WASHINGTON, D.C., February 1, 2018 (LifeSiteNews) – The Episcopal church in the Diocese of Washington, D.C., passed a resolution last week to stop using masculine pronouns for God in future updates to its Book of Common Prayer.
The resolution to stop using “gendered language for God” was passed quickly by delegates to the Diocese’s 123rd Convention.
“If revision of the Book of Common Prayer is authorized, to utilize expansive language for God from the rich sources of feminine, masculine, and non-binary imagery for God found in Scripture and tradition and, when possible, to avoid the use of gendered pronouns for God,” the resolution stated.

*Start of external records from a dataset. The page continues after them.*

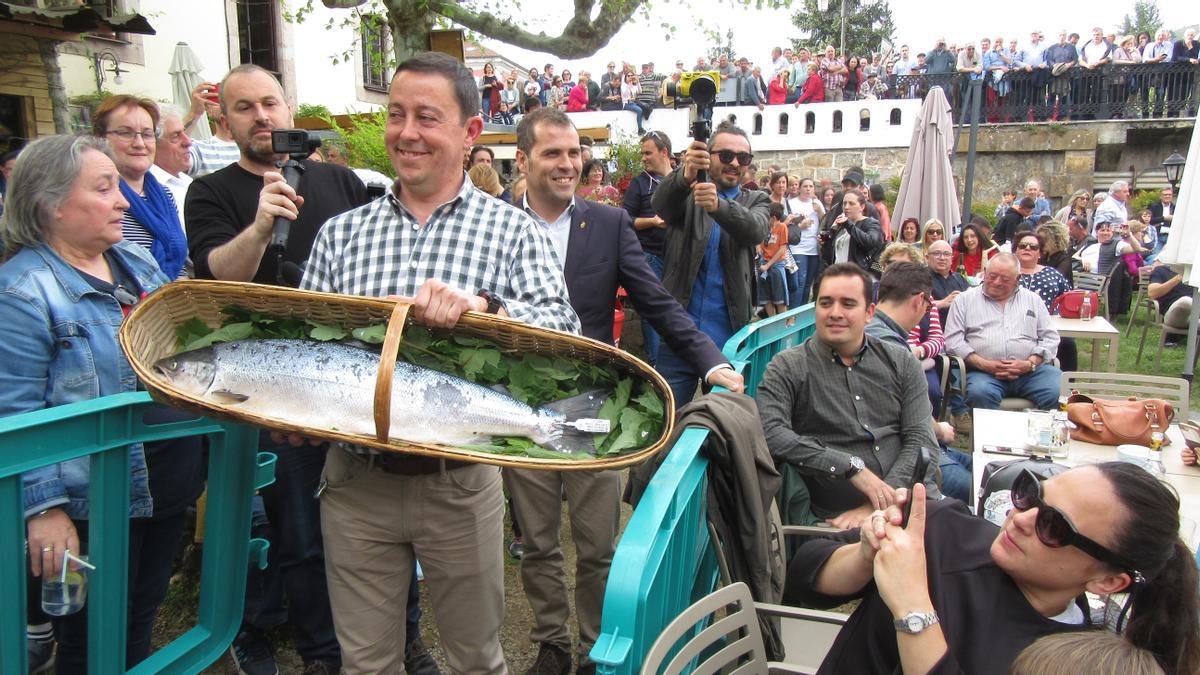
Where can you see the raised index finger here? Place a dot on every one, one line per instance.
(917, 515)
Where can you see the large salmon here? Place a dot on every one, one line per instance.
(331, 386)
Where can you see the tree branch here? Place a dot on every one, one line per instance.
(581, 36)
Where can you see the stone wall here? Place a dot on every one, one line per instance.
(880, 163)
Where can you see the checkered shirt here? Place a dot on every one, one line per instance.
(473, 242)
(213, 155)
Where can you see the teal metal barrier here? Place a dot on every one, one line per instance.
(103, 429)
(666, 560)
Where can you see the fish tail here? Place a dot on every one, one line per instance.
(568, 440)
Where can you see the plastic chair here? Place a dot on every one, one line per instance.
(1098, 284)
(1143, 300)
(1121, 386)
(732, 643)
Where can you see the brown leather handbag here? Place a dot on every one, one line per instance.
(1114, 423)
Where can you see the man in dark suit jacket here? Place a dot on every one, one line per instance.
(599, 250)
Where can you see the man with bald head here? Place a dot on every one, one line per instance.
(1003, 334)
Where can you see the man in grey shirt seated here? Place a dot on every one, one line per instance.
(849, 411)
(1003, 334)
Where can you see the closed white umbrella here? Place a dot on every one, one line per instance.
(185, 75)
(927, 185)
(1182, 249)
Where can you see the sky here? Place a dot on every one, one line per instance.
(755, 31)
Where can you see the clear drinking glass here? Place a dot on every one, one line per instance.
(69, 592)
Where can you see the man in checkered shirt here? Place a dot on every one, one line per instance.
(454, 249)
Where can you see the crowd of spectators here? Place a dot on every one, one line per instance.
(1023, 79)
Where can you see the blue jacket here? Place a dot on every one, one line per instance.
(60, 347)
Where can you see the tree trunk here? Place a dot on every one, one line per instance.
(411, 24)
(59, 103)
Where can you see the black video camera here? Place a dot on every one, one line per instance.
(701, 89)
(294, 142)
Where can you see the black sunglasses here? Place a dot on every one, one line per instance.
(727, 156)
(1053, 526)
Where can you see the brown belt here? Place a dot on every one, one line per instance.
(409, 465)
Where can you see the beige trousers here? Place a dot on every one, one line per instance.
(375, 524)
(593, 501)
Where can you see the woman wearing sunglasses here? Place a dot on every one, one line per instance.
(933, 231)
(951, 592)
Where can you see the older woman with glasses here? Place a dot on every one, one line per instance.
(933, 231)
(70, 282)
(1078, 208)
(131, 127)
(952, 592)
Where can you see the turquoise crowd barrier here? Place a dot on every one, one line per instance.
(103, 429)
(666, 560)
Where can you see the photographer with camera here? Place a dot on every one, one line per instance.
(231, 217)
(713, 231)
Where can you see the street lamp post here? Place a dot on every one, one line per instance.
(97, 61)
(1173, 167)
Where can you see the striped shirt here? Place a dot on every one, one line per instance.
(1018, 329)
(472, 242)
(213, 155)
(137, 233)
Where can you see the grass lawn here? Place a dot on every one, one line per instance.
(1170, 365)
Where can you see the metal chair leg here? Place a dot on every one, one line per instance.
(1141, 345)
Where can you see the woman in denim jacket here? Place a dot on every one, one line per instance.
(70, 282)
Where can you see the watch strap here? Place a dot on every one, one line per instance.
(916, 621)
(493, 302)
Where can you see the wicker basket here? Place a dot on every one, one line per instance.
(149, 335)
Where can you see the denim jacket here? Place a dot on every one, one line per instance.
(60, 347)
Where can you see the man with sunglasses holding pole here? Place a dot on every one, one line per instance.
(1003, 334)
(713, 228)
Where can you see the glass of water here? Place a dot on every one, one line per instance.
(69, 592)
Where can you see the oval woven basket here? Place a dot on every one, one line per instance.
(148, 335)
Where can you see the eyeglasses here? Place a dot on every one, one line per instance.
(125, 297)
(127, 135)
(727, 156)
(1053, 526)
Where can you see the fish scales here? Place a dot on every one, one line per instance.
(331, 386)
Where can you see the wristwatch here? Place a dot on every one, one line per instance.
(495, 304)
(856, 465)
(916, 621)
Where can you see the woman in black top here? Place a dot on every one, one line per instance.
(853, 237)
(1056, 249)
(1105, 527)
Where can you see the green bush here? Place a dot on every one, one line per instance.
(1141, 201)
(312, 111)
(364, 142)
(627, 153)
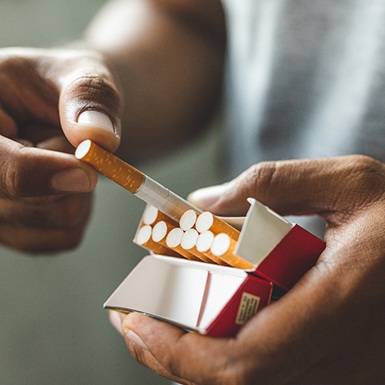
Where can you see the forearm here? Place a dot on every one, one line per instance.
(168, 57)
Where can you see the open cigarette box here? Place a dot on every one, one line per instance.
(217, 300)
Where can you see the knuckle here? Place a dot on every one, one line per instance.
(364, 171)
(261, 174)
(95, 92)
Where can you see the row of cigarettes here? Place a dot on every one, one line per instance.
(198, 236)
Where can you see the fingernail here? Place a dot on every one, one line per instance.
(74, 180)
(96, 119)
(133, 337)
(116, 321)
(206, 197)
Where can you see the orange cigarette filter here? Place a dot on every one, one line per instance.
(133, 180)
(110, 166)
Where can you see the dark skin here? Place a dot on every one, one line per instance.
(329, 329)
(153, 70)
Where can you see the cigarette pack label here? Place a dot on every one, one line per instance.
(247, 308)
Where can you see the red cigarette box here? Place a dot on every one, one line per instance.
(217, 300)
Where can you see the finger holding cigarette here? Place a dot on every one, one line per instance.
(133, 180)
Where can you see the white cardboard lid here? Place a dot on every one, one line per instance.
(187, 293)
(262, 230)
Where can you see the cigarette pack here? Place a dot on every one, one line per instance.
(217, 300)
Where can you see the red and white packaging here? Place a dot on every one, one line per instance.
(218, 300)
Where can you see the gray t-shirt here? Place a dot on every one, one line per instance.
(305, 79)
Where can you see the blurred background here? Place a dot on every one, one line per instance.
(53, 328)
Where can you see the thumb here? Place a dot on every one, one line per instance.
(35, 172)
(297, 187)
(89, 105)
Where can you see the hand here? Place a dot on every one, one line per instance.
(49, 102)
(329, 329)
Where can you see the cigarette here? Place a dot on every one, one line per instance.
(133, 180)
(188, 219)
(208, 221)
(143, 239)
(223, 247)
(160, 234)
(189, 241)
(173, 241)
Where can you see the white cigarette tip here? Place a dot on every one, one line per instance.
(83, 149)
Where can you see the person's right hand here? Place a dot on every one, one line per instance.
(50, 101)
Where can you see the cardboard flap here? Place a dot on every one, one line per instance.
(184, 292)
(262, 231)
(159, 287)
(220, 289)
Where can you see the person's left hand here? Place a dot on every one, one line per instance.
(329, 329)
(50, 101)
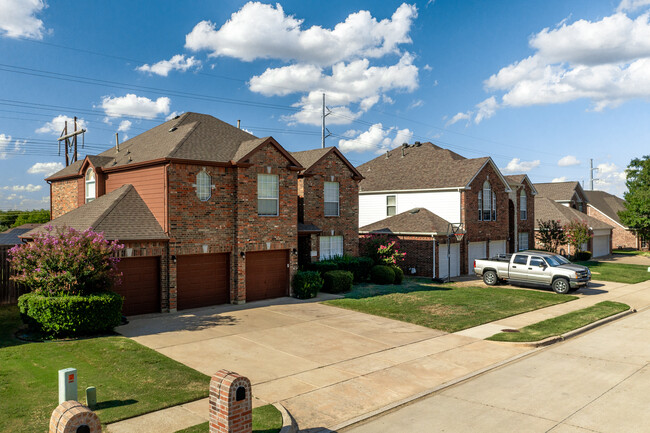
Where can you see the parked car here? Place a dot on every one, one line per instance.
(534, 267)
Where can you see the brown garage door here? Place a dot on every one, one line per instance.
(140, 285)
(267, 274)
(202, 280)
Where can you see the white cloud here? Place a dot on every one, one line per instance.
(375, 139)
(18, 18)
(518, 166)
(177, 62)
(568, 161)
(261, 31)
(56, 125)
(135, 106)
(46, 168)
(27, 188)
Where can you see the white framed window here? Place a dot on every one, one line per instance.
(391, 205)
(91, 190)
(203, 186)
(268, 195)
(331, 195)
(523, 241)
(331, 246)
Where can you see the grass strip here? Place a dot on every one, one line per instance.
(562, 324)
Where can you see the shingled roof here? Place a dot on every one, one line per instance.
(547, 209)
(120, 215)
(608, 204)
(418, 220)
(190, 136)
(424, 166)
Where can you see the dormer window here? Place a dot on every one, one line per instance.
(91, 192)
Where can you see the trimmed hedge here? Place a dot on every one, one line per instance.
(381, 274)
(306, 284)
(68, 316)
(399, 275)
(337, 281)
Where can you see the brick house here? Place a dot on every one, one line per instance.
(222, 202)
(448, 189)
(328, 205)
(571, 196)
(605, 207)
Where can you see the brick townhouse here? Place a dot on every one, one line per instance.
(328, 205)
(207, 212)
(413, 193)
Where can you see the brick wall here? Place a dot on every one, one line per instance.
(311, 189)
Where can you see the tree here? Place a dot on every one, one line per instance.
(637, 198)
(551, 235)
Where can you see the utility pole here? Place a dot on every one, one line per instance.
(591, 174)
(323, 129)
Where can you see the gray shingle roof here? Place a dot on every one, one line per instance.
(417, 220)
(422, 167)
(547, 209)
(607, 203)
(120, 215)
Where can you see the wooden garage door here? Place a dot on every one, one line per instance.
(267, 274)
(202, 280)
(140, 285)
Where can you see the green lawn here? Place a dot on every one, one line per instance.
(565, 323)
(446, 307)
(617, 272)
(266, 419)
(130, 379)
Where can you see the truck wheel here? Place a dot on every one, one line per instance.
(561, 286)
(490, 278)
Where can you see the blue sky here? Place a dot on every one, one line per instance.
(540, 86)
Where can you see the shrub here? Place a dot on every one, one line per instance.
(306, 284)
(66, 262)
(337, 281)
(583, 256)
(399, 275)
(380, 274)
(64, 316)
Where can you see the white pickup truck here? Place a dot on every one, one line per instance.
(534, 267)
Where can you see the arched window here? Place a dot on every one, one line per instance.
(91, 192)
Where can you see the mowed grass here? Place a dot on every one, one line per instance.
(445, 307)
(617, 272)
(266, 419)
(562, 324)
(130, 379)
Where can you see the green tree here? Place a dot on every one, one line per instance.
(637, 198)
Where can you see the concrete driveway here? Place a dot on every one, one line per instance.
(326, 365)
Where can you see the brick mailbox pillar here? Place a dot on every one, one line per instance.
(73, 417)
(231, 407)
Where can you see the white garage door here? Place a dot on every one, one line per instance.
(601, 246)
(476, 251)
(454, 260)
(497, 247)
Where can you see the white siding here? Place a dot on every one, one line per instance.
(445, 204)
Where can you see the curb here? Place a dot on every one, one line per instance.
(558, 338)
(289, 425)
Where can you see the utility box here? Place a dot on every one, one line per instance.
(67, 384)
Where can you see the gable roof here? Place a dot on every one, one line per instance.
(606, 203)
(418, 220)
(560, 191)
(547, 209)
(424, 166)
(190, 136)
(120, 215)
(310, 158)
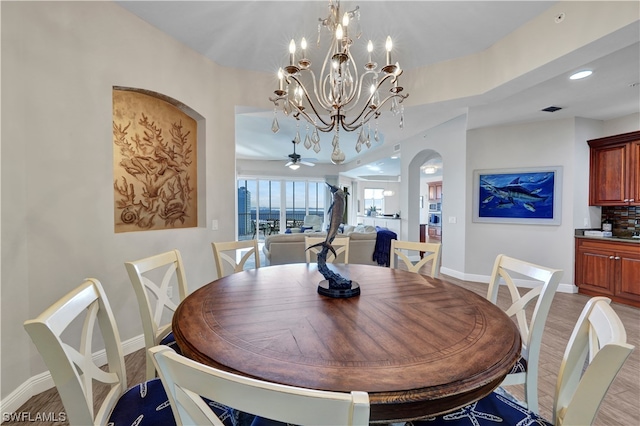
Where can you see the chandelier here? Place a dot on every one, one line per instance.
(341, 96)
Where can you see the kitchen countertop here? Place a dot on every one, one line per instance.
(612, 239)
(380, 217)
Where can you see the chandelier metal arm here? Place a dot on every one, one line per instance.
(328, 125)
(364, 117)
(338, 91)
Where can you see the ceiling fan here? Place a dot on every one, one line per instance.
(295, 161)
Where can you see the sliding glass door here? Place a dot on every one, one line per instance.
(275, 206)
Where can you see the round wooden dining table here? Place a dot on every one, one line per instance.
(419, 346)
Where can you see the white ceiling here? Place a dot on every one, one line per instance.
(254, 35)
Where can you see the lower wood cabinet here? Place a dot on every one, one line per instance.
(608, 268)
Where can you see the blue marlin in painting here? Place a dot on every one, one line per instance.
(514, 193)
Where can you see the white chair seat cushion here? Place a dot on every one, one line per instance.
(499, 407)
(170, 340)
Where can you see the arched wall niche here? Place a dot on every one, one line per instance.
(159, 177)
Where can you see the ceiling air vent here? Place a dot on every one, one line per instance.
(551, 109)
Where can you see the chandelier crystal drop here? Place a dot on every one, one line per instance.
(340, 96)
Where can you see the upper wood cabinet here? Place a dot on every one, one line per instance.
(614, 173)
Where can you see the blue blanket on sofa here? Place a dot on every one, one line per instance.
(382, 251)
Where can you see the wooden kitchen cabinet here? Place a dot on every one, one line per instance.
(435, 191)
(614, 170)
(608, 268)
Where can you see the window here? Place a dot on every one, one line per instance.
(374, 197)
(271, 206)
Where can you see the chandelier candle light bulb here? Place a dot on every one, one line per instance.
(388, 45)
(332, 99)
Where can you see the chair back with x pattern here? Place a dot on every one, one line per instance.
(508, 270)
(400, 249)
(224, 254)
(151, 278)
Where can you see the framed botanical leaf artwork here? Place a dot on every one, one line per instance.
(154, 163)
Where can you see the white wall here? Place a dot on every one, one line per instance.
(60, 61)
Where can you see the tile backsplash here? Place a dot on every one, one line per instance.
(623, 218)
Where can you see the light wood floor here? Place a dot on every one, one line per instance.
(621, 405)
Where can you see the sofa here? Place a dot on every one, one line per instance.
(289, 248)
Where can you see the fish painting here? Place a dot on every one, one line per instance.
(517, 195)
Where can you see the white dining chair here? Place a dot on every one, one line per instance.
(545, 280)
(595, 353)
(402, 249)
(187, 382)
(70, 359)
(340, 244)
(225, 255)
(151, 279)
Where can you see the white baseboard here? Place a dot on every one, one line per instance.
(43, 381)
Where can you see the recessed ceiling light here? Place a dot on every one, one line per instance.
(581, 74)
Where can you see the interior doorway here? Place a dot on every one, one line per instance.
(431, 210)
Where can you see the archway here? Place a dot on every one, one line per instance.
(415, 190)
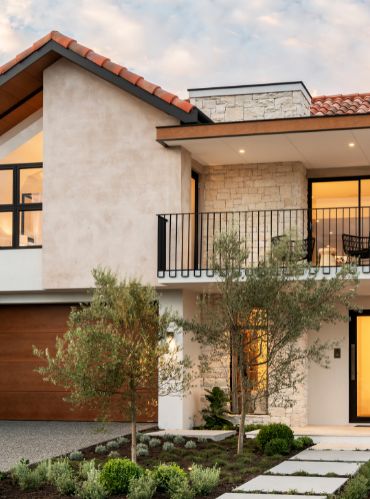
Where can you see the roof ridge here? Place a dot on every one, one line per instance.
(104, 62)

“Over the centuries our language and our understanding of God has continued to change and adapt,” the drafters of the resolution stated. The drafters said that referring to God using masculine pronouns is to “limit our understanding of God.”
“By expanding our language for God, we will expand our image of God and the nature of God,” they stated.
But Clergy delegate The Rev. Linda R. Calkins from St. Bartholomew’s Episcopal Church in Laytonsville, Maryland, challenged the delegates to go further.
Calkins read from Genesis Chapter 17, in which God tells Abraham “I am El Shaddai.” She said that if Episcopalians “are going to be true to what El Shaddai means, it means God with breasts.”
“Having studied much feminist theology in my masters’ degrees, I wrote a thesis on liberation and freedom and non-equality in feminist theology and existential counseling,” Calkins told the delegates, as reported by The Institute On Religion & Democracy.
“And I am still waiting for the Episcopal Church to come to the place where all people feel that they can speak God’s name. Many, many women that I have spoken with over my past almost 20 years in ordained ministry have felt that they could not be a part of any church because of the male image of God that is systemic and that is sustained throughout our liturgies. Many of us are waiting and need to hear God in our language, in our words and in our pronouns,” she added.